Are they robots, or are they men? This was the question that Kraftwerk raised with their late-1970s techno-pop. On a series of landmark albums from 1974 until 1981, this German quartet replaced humanity with mechanical rhythms and synth melodies that, today, conjure memories of Super Mario Brothers.
It’s no exaggeration to say that Kraftwerk were the first band to make purely electronic music, and on 1977’s Trans-Europe Express, the band was at its apex, creating a glorious record that has been a major influence for all electronic-based music made since. Starting with the beautiful “Europe Endless,” which evokes the image of green fields and rolling hills, the album takes a trip across the band’s home continent, filled with idyllic images and mesmerizing music.
The opener is followed by two thematically-related cuts, “The Hall of Mirrors” and “Showroom Dummies,” which have a darker sound befitting the downbeat lyrics about self-image. On “Hall,” a robotic voice intones in an icy monotone, “even the greatest stars/ dislike themselves in the looking glass.”
“Franz Schubert” is another standout moment, with a bouncy melody that pays joyous tribute to the classical composer.

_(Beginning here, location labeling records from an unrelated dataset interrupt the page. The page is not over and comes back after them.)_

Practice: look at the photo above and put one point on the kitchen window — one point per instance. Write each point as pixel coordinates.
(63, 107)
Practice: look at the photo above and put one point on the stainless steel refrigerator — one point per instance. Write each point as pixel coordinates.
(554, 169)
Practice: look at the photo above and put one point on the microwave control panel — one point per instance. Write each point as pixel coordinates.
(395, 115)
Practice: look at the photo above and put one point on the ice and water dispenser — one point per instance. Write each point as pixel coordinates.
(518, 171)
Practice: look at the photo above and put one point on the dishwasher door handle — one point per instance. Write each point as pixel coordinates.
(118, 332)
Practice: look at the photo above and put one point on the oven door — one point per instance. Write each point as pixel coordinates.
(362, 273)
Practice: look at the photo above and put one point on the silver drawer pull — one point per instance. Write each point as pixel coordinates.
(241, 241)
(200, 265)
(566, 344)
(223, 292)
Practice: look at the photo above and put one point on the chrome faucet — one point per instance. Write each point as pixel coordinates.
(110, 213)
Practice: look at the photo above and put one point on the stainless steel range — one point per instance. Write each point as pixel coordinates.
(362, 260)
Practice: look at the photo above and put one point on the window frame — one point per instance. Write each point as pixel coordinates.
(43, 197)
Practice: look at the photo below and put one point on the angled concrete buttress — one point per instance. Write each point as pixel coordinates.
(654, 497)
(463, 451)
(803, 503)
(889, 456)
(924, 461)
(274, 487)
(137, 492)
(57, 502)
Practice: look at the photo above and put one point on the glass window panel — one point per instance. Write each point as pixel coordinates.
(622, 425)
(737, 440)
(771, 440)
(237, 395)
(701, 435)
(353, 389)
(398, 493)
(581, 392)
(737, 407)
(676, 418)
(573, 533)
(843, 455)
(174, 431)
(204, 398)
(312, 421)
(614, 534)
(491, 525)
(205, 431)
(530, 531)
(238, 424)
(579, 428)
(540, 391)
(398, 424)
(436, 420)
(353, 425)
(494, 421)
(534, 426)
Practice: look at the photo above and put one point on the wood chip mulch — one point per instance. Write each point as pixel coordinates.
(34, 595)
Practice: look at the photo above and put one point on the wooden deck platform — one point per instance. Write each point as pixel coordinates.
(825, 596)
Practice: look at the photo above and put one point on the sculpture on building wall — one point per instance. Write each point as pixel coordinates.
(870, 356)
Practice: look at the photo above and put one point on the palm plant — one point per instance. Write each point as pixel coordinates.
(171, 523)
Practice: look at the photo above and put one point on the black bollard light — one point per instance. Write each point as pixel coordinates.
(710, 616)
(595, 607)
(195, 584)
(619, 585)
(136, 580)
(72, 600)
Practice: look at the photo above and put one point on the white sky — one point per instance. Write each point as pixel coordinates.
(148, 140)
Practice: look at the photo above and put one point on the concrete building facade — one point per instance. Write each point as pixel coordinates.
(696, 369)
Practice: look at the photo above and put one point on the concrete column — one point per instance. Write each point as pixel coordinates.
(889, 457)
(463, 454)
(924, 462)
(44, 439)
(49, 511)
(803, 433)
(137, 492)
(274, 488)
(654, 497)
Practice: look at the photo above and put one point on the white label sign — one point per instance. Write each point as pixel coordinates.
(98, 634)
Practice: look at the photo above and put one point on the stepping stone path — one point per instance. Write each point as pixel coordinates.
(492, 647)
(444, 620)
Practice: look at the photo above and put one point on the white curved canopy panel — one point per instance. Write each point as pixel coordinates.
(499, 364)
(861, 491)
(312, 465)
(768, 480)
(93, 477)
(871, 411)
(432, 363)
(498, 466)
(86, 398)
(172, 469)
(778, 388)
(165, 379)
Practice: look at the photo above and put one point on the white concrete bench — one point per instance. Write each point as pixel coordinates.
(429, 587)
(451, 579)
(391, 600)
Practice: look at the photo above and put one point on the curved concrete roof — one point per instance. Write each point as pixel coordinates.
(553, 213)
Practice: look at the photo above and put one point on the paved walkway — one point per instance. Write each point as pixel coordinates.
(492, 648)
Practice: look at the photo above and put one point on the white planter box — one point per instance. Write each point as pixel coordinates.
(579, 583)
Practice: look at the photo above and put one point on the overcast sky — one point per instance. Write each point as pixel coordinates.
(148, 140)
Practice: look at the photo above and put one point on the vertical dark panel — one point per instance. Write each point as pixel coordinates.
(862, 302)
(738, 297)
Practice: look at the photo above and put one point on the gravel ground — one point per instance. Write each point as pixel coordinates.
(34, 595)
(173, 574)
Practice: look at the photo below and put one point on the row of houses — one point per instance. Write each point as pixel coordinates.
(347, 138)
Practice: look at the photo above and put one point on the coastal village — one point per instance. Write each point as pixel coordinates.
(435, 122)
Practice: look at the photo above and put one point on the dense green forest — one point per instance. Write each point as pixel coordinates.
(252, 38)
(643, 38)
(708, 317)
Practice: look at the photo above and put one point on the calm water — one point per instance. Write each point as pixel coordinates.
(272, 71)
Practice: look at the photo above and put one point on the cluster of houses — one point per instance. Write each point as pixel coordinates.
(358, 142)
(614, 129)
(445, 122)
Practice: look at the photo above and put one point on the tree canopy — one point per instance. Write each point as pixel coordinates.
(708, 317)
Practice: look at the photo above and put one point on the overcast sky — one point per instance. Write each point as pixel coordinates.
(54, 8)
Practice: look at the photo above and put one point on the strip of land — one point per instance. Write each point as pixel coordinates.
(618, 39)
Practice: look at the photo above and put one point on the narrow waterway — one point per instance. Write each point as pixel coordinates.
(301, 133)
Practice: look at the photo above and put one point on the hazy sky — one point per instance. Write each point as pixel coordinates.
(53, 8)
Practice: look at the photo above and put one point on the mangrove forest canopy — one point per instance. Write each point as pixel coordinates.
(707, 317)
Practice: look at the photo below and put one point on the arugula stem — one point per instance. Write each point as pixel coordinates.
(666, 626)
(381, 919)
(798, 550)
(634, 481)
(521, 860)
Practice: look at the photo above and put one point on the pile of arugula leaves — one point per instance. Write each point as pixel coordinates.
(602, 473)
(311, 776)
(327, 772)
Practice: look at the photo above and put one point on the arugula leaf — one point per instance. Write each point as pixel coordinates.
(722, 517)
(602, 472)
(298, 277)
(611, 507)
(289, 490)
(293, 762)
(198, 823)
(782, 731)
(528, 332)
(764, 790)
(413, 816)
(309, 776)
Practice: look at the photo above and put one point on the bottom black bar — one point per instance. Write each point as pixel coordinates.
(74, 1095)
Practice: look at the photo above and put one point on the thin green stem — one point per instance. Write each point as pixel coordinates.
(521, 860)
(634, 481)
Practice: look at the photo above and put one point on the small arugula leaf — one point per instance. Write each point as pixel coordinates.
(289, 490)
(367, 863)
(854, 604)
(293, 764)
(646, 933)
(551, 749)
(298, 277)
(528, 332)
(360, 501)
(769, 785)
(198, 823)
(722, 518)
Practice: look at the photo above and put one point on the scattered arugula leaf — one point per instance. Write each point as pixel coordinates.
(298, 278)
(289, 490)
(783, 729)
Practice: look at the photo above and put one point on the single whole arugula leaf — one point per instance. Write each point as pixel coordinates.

On the title track (and its companion piece, the proto-industrial “Metal On Metal”), the band repeats the traveling theme of their famous composition “Autobahn,” this time replicating the steady back-and-forth motion of a trans-continental train ride.
From start to finish, Trans-Europe Express is a dazzling disc, full of so much innovation and beauty that it still sounds fresh today. The band’s albums have managed to avoid sounding dated or cheesy, faring much better with time than many of the 80s bands who copied their format (everyone from Devo and A-Ha). With their music still echoing today in everything from Radiohead to those Swedish dudes writing Britney Spears songs, not many groups could claim to have as much lasting influence as Kraftwerk.